Erlang’s built-in :queue should work fine for this, I’d think. You can of course use a library, but I’d likely implement this myself to have fewer deps.

To be clear, do you only ever want to save the last N entries, i.e. the oldest entry is dropped when N+1 entry is pushed? If so, you could use a {queue, current_len, max_len} tuple and a push/2 and pop_n/2 that implements your requirements.

Edit: sketching this out

def new(max_len) do
  {:queue.new(), 0, max_len}
end

def push({q, max, max}, element) do
  # at max len so drop element at head of queue
  q = :queue.drop(q)
  {:queue.in(element, q), max, max}
end

def push({q, len, max}, element) do
  {:queue.in(element, q), len + 1, max}
end

def pop_n({q, len, max}, n) when n >= len do
  {:queue.to_list(q), new(max)}
end

def pop_n({q, len, max}, n) do
  # exercise for reader ;)
  # could do recursive pop or split
  # https://www.erlang.org/doc/man/queue.html#split-2
end
2 Likes

To be clear, do you only ever want to save the last N entries, i.e. the oldest entry is dropped when N+1 entry is pushed?

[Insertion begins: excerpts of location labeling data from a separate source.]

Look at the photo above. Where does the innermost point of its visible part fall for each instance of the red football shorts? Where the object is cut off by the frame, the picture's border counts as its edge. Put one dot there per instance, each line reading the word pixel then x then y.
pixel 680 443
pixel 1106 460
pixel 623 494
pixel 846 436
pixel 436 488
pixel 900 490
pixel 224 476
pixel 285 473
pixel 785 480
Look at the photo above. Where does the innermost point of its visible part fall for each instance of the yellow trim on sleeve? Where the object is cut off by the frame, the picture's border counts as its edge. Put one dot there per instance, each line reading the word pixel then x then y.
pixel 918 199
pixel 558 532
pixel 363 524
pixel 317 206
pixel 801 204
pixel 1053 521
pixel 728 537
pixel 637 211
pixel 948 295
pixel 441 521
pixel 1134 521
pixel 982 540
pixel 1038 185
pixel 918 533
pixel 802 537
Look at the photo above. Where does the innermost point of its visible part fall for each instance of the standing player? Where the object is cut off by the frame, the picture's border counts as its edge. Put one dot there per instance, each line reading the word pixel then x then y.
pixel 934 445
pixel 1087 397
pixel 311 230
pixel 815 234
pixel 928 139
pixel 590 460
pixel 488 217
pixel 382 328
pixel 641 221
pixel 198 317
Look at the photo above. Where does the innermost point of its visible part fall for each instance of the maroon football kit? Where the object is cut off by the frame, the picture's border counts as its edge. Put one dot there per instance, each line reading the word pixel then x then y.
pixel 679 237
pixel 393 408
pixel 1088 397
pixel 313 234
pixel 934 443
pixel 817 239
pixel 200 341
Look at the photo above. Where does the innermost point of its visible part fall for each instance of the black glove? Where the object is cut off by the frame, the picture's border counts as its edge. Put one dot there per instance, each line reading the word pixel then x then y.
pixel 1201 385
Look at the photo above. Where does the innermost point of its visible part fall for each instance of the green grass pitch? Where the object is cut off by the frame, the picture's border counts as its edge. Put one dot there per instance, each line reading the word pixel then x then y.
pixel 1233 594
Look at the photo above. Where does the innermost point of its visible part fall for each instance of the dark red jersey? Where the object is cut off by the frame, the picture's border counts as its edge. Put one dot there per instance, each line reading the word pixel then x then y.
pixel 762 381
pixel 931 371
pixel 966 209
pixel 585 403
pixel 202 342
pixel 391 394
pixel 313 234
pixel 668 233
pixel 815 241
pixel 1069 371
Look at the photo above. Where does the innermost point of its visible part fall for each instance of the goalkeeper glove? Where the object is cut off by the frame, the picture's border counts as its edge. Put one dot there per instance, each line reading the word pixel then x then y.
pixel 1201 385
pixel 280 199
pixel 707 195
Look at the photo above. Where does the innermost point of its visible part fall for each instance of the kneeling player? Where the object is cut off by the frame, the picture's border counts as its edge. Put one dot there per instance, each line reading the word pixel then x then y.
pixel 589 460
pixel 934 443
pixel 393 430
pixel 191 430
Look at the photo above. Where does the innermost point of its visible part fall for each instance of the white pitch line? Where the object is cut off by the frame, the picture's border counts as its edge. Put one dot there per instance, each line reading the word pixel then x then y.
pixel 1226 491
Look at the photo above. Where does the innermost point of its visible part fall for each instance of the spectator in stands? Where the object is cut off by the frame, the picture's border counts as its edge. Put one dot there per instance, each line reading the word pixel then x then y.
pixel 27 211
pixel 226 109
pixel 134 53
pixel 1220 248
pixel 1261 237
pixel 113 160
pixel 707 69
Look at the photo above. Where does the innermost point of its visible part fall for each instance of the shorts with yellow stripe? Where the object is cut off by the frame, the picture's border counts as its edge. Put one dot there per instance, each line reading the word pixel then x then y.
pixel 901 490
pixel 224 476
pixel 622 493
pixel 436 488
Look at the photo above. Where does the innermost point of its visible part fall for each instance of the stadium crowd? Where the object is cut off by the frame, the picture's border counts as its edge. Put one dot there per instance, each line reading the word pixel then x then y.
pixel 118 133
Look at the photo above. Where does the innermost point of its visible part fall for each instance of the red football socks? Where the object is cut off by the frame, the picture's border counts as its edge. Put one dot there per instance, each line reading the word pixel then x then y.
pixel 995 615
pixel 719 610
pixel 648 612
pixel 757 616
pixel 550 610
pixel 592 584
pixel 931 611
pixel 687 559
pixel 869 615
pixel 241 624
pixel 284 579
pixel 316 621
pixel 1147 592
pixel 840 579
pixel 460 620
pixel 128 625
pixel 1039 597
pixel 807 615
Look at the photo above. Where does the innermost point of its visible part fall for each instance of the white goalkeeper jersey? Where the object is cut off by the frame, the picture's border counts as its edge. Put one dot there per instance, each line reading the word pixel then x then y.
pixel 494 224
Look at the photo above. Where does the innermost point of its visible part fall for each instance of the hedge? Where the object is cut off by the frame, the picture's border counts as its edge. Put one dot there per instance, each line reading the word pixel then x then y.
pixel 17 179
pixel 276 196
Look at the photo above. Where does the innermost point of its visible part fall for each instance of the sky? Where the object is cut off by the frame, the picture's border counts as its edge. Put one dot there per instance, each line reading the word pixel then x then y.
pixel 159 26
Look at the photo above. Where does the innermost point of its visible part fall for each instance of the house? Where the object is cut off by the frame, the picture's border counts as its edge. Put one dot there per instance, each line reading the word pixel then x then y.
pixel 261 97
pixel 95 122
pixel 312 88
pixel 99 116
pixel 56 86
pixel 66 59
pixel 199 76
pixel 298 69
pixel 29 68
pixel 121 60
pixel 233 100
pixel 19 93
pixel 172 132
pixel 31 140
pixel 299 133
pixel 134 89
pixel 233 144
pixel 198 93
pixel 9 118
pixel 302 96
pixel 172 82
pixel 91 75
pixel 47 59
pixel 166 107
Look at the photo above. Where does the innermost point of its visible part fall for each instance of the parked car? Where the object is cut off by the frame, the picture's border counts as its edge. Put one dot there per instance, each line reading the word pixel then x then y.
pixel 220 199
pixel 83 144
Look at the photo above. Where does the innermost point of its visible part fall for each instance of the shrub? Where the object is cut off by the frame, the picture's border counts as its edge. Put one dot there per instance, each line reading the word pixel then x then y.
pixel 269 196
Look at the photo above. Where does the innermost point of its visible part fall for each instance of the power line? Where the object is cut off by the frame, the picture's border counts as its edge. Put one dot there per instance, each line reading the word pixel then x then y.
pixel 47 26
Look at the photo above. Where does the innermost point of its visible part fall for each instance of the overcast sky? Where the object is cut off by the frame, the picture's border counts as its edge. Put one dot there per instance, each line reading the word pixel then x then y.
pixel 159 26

Actually I don’t care if old entries are dropped immediately or in chunks when the size hits an additional larger threshold than N. I just want to always have at least N entries available for retrieval and don’t want it to use infinite amount of memory so some sort of dropping old entries is necessary.

This is elegant with the pattern matching def push({q, max, max}, element) do, nice. I can make something out of this sketch. Thank you.